Valdera ne sait plus quoi faire pour distraire France qui ne fait que pleurer. Quelque chose a été « atteint ». Ne vous inquiétez pas, Valdera s’occupe d’elle. Est-ce que l’imagination console de tout? Votre amitié la rend triste, mais de l’avis de Valdera, c’est de la joie. Valdera la toute bleue comprend enfin qu’elle est un fruit (le fruit de l’imagination) et elle s’en réjouit. Un fruit pas toujours mûr, parfois trop vert, trop dur, parfois pourri sous la pelure, mais peu lui importe. Un fruit est un fruit. Valdera est du genre bleuet gorgé de chair et de soleil. France, plutôt framboise, un fruit avec du vide au milieu. Le bleuet « effervescent » parfois se repose dans le ventre creux de la framboise. Valdera dit que France a cessé de pleurer en pensant qu’elle aimerait bien faire un pouding aux bleuets et aux framboises pour ses amis qui seront bientôt de retour.

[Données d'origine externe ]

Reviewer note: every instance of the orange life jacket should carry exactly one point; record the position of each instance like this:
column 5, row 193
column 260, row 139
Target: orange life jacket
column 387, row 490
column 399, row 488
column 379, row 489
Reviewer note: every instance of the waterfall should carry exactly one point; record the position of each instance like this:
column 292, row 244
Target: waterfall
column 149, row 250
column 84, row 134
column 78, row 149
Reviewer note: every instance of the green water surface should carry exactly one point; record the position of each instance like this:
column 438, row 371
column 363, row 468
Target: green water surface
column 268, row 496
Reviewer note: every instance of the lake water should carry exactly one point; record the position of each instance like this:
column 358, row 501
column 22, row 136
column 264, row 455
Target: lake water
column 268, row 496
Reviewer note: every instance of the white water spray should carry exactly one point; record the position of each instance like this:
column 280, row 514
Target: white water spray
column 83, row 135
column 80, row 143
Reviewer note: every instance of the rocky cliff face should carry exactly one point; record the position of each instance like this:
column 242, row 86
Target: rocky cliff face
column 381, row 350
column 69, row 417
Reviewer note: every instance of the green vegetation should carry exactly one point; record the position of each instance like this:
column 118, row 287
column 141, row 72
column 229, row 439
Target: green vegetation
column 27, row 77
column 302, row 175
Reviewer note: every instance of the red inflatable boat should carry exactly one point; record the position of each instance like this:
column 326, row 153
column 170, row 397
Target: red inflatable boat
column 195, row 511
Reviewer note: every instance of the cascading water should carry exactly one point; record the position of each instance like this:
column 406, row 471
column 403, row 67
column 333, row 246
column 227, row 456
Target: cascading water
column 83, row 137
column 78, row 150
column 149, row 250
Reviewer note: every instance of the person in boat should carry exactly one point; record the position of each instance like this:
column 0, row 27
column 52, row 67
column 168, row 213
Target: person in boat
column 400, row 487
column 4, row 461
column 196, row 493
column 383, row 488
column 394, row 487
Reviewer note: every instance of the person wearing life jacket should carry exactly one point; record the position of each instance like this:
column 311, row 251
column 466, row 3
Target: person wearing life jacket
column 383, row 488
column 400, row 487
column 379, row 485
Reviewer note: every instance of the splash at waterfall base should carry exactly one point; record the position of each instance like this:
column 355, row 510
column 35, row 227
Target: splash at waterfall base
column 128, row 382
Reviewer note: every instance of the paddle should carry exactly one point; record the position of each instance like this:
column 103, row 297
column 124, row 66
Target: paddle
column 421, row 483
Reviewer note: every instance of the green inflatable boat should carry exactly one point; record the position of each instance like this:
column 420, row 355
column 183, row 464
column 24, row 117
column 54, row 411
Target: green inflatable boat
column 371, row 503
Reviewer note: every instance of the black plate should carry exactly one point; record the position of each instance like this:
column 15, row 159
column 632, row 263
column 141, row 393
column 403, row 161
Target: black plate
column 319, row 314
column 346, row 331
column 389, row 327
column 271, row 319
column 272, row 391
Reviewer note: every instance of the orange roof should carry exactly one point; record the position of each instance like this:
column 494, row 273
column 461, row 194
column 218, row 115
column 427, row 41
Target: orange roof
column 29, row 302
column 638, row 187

Peut-être que France commence à rêver de la Colline blanche, tandis que Valdera y est déjà, elle. Chose sûre, nous sommes tous ensemble sur la route sacrée. Mille baisers à toi, mon amie-fruit.
Très beau texte, Monsieur Jean, imagé à mon goût: le goût de vous suivre sur ces chemins forestiers et au gré de votre canot et de vos coups d’aviron. Et cet appel de silence apaisant… j’adore ce genre de silence.
Je ne connaissais pas cet endroit. Je suis un pagayeur de canot de rivières. J’aimerais bien si vous me le permettez passer par cette route sacrée pour entendre le silence du nord de la Waswanipi, le clapotis sur mon canot, le courant dans ma pagaie et hop on change de côté ; aventure promise.